Soft Milk Bread Loaf Happy Thanksgiving Dessert

Soft Milk Bread Loaf Happy Thanksgiving Dessert


 To prepare this Soft Milk Bread Loaf, start by combining bread flour, cold milk, heavy cream, condensed milk, milk powder, sugar, honey, instant yeast, and an egg in a stand mixer bowl. Beat these on medium-high speed until a dough ball is formed, then add unsalted butter and salt, continuing to mix until well integrated. Divide the combined dough into three equal parts on a floured work surface or pastry mat, shaping each into individual balls and covering with plastic wrap. Working one dough ball at a time, roll it out into a slim rectangle, flip it over, roll it up, then repeat this process. Place each prepared dough piece into a 19.6x10.6x11 cm bread tin. After all three are neatly arranged in the tin, cover it and let the dough double in size. Preheat the oven to 356℉ (180℃) and bake the loaf for 28 minutes. Allow it to cool before slicing and serving.

Ingredients:

  • 260g bread flour
  • 65g cold milk
  • 50g heavy cream
  • 30g condensed milk
  • 15g milk powder
  • 30g granulated sugar
  • 10g honey
  • 3g instant yeast
  • 1 egg
  • 22g unsalted butter
  • 3g salt

Steps:

  1. In the bowl of a stand mixer, combine bread flour, milk, heavy cream, condensed milk, milk powder, sugar, honey, instant yeast, and egg. Beat at medium-high speed until the mixture forms a dough ball.

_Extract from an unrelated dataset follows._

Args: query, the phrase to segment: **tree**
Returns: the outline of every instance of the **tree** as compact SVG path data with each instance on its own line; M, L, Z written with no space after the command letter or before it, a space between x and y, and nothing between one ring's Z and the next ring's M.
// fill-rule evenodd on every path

  2. Add butter and salt to the dough in the mixer. Continue to beat until these ingredients are thoroughly incorporated.

  3. Flour your work surface or pastry mat. Divide the dough into three equal portions, shape each into a ball, and cover with plastic wrap.

  4. Working with one dough ball at a time, roll it into a long, narrow rectangle. Flip the rectangle upside down, then roll it up. Flatten the rolled dough again into another long, narrow rectangle, flip it, and roll it up again.

  5. Place the shaped dough into a bread tin of dimensions 19.6x10.6x11 cm. Repeat this process with the remaining two dough balls.

  6. Once all dough portions are in the tin, cover it with a lid and allow the dough to rise until it doubles in size.

  7. Preheat the oven to 356℉(180℃). Bake the loaf for 28 minutes. Once done, allow the bread loaf to cool, then slice and serve.